Mortimer, with the big Pakistani blade, walked slowly, bently down to the cove. He saw the willow sticks budding where the snakes had lain. Where he had fallen and shrieked. The pontoon boat chugged without hurry its three miles. The boys had never had this view and it made them children again, knowing where they lived from the water’s point of view. They felt tiny and good. They were proud of themselves for holding out against this waving mass their long years.
“Hidey,” said Mortimer from the winter willows. “You ain’t trying to land on my side of this lake over here, are you?”
They saw the big blade and were only thirty feet from his face.
The head was floating toward them, the singer’s tall waved gray hair and the smaller creased face. He might now be Earl Clyde, lounge hawker and crooner, sixty-five and still going, reaching deeper and deeper into his throat for a tune. They saw the blade but then only his shoes, a spangling black pair of opera slippers. Could they be? Only Harvard knew what they were and doubted his eyes.
Who could remember a gun in a launch amid boarding his wife’s casket, the funeral, the suiting up of the boys, the pouts of old friends when they couldn’t come aboard, the sermon and music by bike scum, one of them with a black tattooed cross on his cheek? Who could remember?

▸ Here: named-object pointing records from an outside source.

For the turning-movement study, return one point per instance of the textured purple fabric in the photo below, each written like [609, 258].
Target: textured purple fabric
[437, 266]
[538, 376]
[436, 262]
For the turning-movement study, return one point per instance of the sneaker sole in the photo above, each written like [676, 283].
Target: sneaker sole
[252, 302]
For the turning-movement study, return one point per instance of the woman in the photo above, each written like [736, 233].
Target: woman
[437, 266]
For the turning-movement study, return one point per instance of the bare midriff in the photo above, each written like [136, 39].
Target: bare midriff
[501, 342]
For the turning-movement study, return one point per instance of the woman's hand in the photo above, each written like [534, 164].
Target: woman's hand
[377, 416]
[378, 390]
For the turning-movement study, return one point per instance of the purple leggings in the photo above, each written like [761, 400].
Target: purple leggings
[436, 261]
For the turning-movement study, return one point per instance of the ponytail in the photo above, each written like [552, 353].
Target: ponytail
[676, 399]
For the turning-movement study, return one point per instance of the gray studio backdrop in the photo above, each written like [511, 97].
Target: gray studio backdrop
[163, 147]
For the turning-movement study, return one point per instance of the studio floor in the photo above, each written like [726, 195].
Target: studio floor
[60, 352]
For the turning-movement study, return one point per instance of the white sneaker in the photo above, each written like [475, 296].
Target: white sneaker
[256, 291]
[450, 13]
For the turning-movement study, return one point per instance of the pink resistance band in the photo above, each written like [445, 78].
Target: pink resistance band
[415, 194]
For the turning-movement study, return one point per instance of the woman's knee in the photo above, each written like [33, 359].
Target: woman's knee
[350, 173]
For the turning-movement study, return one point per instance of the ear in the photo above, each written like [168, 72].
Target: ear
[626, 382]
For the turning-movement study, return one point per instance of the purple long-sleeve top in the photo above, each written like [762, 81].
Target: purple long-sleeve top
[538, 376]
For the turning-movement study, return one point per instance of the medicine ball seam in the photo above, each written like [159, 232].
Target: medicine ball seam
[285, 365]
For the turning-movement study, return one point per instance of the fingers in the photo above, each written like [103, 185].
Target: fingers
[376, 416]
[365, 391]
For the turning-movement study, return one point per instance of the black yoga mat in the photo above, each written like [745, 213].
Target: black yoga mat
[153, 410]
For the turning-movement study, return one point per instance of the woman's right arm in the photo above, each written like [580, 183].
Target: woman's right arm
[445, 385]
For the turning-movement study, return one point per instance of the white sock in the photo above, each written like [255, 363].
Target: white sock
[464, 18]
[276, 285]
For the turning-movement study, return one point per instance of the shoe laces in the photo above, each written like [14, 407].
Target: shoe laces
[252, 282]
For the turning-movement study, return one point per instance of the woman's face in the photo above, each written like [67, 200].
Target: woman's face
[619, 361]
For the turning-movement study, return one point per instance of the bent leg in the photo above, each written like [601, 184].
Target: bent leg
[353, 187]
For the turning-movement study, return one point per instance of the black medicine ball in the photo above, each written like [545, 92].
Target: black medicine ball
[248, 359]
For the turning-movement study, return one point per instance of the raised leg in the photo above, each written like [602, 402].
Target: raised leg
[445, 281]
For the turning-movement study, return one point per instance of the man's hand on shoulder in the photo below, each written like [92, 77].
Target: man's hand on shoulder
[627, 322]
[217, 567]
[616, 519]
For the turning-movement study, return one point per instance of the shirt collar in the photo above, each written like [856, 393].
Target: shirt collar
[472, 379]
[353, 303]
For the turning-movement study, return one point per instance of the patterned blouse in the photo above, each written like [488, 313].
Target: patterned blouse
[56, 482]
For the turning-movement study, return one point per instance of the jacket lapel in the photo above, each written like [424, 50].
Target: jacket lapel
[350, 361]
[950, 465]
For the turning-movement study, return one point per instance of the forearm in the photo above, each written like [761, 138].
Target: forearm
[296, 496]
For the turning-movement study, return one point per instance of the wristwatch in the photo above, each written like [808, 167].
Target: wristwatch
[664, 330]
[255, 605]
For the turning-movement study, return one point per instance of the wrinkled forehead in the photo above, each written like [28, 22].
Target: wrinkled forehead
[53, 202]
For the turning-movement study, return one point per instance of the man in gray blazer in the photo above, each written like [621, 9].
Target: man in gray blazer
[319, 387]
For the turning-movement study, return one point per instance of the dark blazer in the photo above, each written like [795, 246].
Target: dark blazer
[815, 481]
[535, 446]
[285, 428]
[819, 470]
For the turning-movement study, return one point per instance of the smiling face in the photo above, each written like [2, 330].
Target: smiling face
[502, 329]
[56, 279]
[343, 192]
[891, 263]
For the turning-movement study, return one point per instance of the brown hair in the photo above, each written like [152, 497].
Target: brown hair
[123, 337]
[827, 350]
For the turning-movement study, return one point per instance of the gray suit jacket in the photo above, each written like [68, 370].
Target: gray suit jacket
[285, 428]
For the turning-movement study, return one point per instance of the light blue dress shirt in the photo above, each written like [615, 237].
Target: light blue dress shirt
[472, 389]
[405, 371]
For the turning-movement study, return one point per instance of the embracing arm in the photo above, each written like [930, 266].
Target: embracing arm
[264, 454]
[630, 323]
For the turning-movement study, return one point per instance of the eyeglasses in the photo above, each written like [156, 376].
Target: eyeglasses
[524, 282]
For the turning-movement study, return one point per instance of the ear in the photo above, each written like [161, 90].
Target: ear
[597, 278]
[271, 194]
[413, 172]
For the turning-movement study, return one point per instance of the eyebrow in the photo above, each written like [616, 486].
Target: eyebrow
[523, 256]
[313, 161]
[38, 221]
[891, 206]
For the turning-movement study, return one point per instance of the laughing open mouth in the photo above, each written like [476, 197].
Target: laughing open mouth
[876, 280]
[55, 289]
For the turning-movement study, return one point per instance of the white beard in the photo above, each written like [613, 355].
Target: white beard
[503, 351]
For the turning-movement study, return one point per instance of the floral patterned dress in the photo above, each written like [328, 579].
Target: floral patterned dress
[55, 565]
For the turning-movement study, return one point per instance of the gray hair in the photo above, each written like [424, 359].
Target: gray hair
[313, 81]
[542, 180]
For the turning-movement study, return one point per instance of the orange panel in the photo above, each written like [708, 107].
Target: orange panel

The boys had the pistol. They had never forgotten. Isaac raised it, the original bullets in it. Five of the eight went off, but the child was no shooter. So he got Mortimer only once through the earlobe on the left, which hurt a great deal. His hand went to his ear and he howled briefly, the blade spinning as he let it go, nicking him across the shin.
Harvard saw a great deal of smoke for such a small black gun. He could not believe any of the five shots had hit nearly what was meant by it. He wheeled the boat into the dock but was all over the place, like a semitrailer on ice, berthing it.
He recalled the head shrieking in the willow sticks and now the thin body beneath and the opera slippers dancing on the early spring grass. The thing went up the hill like a black goat. The boys were fascinated. Mortimer was so much littler, benter. He could not move very fast, but he loped now to his car, holding his ear.
Harvard docked the boat with their help on the lines. He was having a stupid dream in which the boys were not at fault. He wasn’t over the shock of Isaac firing the weapon. He was no longer particularly sad or angry.
Melanie, outside her kitchen door, looked down to them with a hand over her eyes against the western sun. She waved.
She was dressed well, in black. He didn’t know whether she had been to the funeral. But he had been conscious of her the entire day. Released to feel what he would.
IN THE BAIT STORE THE PARENTS OF MAN MORTIMER were waiting. Lloyd, Edie and little Marcine were in the store too, with the elder Mortimers, who had just shown up at the car agency. They had come in a long old Ford wagon with canaries caged in the back. The gang was fascinated.